HGG 2018: Polska przegrała z Chile

Materiały prasowe / Hearthstone Global Games
Materiały prasowe / Hearthstone Global Games

W ramach piątego tygodnia Hearthstone Global Games reprezentacja Polski przegrała z Chile 1:3. Tym samym Polacy posiadają na swoim koncie trzy zwycięstwa i dwie porażki. Będą mieli ostatnią szansę, aby awansować do najlepszej szesnastki turnieju.
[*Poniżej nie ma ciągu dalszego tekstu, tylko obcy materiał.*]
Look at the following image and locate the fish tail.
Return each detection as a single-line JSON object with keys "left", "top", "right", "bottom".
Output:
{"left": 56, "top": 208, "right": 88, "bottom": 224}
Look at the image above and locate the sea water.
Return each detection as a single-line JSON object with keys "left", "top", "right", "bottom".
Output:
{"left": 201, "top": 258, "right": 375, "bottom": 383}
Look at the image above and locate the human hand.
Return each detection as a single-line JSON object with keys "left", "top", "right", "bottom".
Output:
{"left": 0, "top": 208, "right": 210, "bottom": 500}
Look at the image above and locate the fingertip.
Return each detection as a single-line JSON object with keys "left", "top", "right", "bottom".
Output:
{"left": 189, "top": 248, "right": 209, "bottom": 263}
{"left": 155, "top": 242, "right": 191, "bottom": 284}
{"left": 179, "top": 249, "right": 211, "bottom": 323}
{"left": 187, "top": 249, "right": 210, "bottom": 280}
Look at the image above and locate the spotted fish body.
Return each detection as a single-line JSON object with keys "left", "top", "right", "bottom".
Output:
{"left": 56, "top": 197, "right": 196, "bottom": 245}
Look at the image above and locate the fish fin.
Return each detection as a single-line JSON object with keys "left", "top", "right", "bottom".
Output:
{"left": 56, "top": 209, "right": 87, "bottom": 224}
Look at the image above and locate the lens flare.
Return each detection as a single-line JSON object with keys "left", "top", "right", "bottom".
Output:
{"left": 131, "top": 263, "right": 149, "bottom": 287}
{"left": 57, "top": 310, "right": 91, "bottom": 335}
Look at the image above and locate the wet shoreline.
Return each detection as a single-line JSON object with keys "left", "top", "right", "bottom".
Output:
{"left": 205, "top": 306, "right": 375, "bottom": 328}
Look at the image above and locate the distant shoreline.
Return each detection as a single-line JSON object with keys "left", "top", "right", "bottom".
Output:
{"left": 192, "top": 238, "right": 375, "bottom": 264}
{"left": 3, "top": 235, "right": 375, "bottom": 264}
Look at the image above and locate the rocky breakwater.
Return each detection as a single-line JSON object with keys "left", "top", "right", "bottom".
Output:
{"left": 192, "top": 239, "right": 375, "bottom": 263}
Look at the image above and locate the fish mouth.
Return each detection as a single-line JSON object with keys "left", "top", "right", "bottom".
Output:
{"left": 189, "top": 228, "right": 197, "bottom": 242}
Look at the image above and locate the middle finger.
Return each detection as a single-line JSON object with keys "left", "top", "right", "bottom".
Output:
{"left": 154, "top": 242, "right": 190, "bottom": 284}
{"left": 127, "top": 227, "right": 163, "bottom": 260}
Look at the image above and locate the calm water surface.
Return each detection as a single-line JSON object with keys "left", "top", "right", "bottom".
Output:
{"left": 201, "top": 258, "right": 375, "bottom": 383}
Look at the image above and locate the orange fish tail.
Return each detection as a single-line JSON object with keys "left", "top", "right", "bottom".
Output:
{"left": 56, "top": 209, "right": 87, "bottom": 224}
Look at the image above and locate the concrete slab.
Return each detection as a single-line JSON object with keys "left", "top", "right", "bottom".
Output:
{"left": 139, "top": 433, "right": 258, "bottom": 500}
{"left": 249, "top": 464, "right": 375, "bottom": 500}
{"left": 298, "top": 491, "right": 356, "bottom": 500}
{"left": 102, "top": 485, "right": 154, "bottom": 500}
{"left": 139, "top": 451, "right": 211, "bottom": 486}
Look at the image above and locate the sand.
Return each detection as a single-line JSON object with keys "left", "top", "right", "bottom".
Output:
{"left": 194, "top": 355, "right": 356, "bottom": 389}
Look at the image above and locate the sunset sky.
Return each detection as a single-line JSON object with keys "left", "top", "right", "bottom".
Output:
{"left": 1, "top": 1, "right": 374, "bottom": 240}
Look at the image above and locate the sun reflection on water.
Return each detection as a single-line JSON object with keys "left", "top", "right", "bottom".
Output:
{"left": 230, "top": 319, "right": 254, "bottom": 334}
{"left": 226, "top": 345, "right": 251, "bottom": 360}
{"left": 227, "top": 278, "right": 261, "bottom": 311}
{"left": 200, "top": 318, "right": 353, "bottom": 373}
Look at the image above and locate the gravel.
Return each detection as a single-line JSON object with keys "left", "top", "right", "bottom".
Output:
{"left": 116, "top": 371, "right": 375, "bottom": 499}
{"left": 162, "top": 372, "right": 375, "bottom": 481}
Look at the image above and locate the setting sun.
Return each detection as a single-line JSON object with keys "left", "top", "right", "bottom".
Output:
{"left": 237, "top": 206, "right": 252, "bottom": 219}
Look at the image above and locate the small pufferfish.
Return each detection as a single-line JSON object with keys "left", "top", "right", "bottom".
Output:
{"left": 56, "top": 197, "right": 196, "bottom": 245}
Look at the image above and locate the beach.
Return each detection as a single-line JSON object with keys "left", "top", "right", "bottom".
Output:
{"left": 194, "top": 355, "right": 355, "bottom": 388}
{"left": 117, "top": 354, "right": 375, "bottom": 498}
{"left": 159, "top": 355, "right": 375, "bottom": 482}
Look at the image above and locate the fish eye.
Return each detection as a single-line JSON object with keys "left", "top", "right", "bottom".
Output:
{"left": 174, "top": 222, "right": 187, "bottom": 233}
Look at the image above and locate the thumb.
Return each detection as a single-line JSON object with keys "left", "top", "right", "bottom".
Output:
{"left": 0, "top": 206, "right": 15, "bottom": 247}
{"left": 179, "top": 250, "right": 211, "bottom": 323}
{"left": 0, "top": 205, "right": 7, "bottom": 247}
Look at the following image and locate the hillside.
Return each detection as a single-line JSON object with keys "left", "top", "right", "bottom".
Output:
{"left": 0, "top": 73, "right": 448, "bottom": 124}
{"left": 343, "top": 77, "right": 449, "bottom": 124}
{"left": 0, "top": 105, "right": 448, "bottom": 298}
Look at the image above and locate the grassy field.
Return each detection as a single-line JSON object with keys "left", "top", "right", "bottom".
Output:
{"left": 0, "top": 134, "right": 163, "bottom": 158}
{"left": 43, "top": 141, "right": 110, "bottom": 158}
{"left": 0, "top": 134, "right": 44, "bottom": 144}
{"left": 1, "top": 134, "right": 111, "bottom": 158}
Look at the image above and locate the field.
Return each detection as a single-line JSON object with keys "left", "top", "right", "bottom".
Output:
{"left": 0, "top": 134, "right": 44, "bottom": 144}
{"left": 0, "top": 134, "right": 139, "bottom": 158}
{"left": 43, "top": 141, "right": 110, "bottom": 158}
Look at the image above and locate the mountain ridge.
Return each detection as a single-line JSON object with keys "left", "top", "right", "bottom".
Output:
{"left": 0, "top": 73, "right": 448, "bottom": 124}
Do pierwszego pojedynku stanął Kacper "A83650" Kwieciński. Przygotował Odd Rogue'a (Nieparzystego Łotra) i stanął w szranki z Elemental Shamanem (Szamanem pod Żywiołaki) Chilijczyka "Tempo". Już od drugiej tury Polak musiał zmagać się z przewagą przeciwnika na stole. Rozgrywka wyglądała tak, że cały czas gracze walczyli o to, aby mieć więcej wystawionych stronników niż przeciwnik. Kwiecińskiemu udało się kontrować zagrania "Tempo", lecz przy tym tracił punkty zdrowia. W ósmej turze za pomocą Al'Akira, Władcy Wichrów Chilijczyk zostawił Polakowi zaledwie cztery punkty zdrowia. W swojej kolejce "A83650" nie miał żadnego stronnika z prowokacją, a na ręce przeciwnika czekał Dowódca Argentu, który posiada Szarżę i akurat tyle punktów ataku co zdrowie Kwiecińskiego. Dziewiąta tura była niestety ostatnią w tym pojedynku.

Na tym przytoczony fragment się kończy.